Jennifer Bolland

Personal information
- Born: Jennifer Cleary 22 June 1993 (age 33)
- Years active: 2009 - 2016

Sport
- Sport: Rowing
- Club: Mercantile Rowing Club

= Jennifer Cleary =

Australian rower (born 1993)

Jennifer Cleary (born 22 June 1993) is an Australian rower. She competed in the women's quadruple sculls event at the 2016 Summer Olympics.

==Club and state rowing==
Raised in Victoria, Cleary took up school rowing at Geelong College. Her senior club rowing has been from the Mercantile Rowing Club in Melbourne.

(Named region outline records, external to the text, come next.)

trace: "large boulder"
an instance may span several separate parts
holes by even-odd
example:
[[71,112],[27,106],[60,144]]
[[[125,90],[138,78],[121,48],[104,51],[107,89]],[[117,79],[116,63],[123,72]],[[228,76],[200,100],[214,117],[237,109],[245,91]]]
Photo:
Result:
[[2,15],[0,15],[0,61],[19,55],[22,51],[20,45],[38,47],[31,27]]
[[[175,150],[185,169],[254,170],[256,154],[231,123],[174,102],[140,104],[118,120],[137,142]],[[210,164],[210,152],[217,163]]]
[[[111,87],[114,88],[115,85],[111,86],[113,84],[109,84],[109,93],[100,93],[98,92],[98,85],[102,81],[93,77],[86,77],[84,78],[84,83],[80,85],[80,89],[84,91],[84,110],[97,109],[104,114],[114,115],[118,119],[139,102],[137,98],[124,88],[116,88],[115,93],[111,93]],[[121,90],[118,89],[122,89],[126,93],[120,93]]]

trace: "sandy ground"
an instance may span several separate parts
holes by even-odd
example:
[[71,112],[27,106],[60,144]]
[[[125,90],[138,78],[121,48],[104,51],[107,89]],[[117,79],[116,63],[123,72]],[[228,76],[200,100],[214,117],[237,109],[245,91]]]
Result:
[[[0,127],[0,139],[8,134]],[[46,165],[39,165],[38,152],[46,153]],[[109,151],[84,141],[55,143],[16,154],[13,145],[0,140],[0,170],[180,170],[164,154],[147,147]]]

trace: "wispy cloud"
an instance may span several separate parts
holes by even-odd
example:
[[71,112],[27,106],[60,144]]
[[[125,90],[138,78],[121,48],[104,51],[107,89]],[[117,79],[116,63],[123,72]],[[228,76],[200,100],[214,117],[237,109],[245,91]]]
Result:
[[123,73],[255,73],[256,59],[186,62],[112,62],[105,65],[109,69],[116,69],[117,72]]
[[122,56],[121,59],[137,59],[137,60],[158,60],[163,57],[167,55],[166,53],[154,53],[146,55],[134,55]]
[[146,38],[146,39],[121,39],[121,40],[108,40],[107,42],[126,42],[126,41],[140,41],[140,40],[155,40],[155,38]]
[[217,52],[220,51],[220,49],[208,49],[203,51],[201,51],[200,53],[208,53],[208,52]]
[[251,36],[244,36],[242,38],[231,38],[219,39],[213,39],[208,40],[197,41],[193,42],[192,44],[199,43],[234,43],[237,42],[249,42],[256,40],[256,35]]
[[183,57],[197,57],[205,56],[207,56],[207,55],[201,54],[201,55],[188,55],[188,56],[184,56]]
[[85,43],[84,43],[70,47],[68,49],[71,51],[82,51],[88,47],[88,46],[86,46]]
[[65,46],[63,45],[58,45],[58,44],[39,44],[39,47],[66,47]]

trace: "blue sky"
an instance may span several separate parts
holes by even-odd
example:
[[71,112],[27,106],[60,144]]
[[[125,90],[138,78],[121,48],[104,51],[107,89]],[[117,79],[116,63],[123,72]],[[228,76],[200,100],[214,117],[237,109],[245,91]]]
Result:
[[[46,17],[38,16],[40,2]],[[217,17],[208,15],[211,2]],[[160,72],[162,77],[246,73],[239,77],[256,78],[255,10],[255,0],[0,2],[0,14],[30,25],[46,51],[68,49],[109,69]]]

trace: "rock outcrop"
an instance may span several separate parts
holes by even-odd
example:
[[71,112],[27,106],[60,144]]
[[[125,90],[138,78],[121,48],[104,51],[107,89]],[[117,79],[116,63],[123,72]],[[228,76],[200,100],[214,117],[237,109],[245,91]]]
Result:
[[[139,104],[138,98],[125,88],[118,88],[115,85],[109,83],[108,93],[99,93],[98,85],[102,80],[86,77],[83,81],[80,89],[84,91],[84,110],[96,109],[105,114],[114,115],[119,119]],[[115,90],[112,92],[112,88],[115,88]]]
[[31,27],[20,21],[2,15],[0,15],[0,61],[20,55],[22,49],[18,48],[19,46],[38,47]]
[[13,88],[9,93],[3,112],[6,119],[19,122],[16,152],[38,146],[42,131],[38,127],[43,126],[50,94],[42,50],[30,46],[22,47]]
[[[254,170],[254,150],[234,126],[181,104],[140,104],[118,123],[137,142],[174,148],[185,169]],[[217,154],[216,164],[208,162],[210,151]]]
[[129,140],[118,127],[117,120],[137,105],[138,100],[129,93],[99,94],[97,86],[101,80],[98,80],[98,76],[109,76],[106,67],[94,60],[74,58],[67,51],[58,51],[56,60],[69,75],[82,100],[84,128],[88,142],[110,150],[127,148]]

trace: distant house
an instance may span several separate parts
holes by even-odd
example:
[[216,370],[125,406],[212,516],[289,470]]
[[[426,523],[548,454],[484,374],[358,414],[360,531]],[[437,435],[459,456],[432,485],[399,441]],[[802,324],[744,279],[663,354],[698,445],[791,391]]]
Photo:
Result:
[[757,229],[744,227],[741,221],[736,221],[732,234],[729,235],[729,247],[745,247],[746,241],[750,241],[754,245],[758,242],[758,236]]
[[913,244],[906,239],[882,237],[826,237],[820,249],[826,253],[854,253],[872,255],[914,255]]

Cleary's first state representative selection came in 2012 in the Victorian youth eight who contested the Bicentennial Cup at the Interstate Regatta within the Australian Rowing Championships. On four occasions from 2013 to 2017 Cleary was selected in Victoria's senior women's eights competing for the Queen's Cup at the Interstate Regatta. Those Victorian eights were victorious in 2013, 2015 and 2017. In 2014 she was Victoria's representative contesting and winning the interstate single-sculls championship for the Nell Slatter Trophy.

==International representative rowing==
Cleary made her Australian representative debut at the World Rowing Cup I in Sydney in 2013 rowing in a double scull with Rebekah Hooper to a sixth placing. That year she competed at both the World Rowing U23 Championships in Linz in the Australian U23 eight and also at the 2013 World Rowing Championships in Chungju Korea where she was called into the Australian senior quad scull to race the B final when Madeleine Edmunds fell ill.

In 2014 Cleary and Kerry Hore joined Edmunds and Jessica Hall in the Australian quad scull. They contested two World Rowing Cups and they placed fourth at the 2014 World Rowing Championships. Cleary rowed in the two seat of that same crew in 2015 and they again went to World Championships - Aiguebelette 2015 and placed fifth.

That crew carried on together into the 2016 Olympic year, rowing at two World Rowing Cups in Europe in the lead-up (and winning a silver medal) before contesting the women's quadruple sculls event at Rio 2016. They made a shock exit from the games in the repechage finishing fifth in a tightly fought repechage and missing out on a spot in the A-Final. The crew powered out the start up against crews from Netherlands, Poland, Australia, USA and China. With Poland and the Netherlands taking the lead it was a battle between the rest for the remaining two spots in A Final. As they approached the final 500 m, they upped their rate but as did the USA and China and with 100 metres to go the three crews were bow ball to bow ball, and so close at the finish it resulted in a photo to decide who would join Poland and the Netherlands in the A-Final. The photos showed that Australia had finished fifth, a mere 0.06 seconds behind China, and 0.11 seconds behind USA, who'd nabbed the final two qualification spots. A visibly distraught crew spoke to the media post-race. "Yes we are pretty devastated, we threw everything at it, with the field so good in this event in particular, and at the Olympic Games, and all it took was a few strokes, that weren’t as good as we can produce, for the result to happen", said Hall.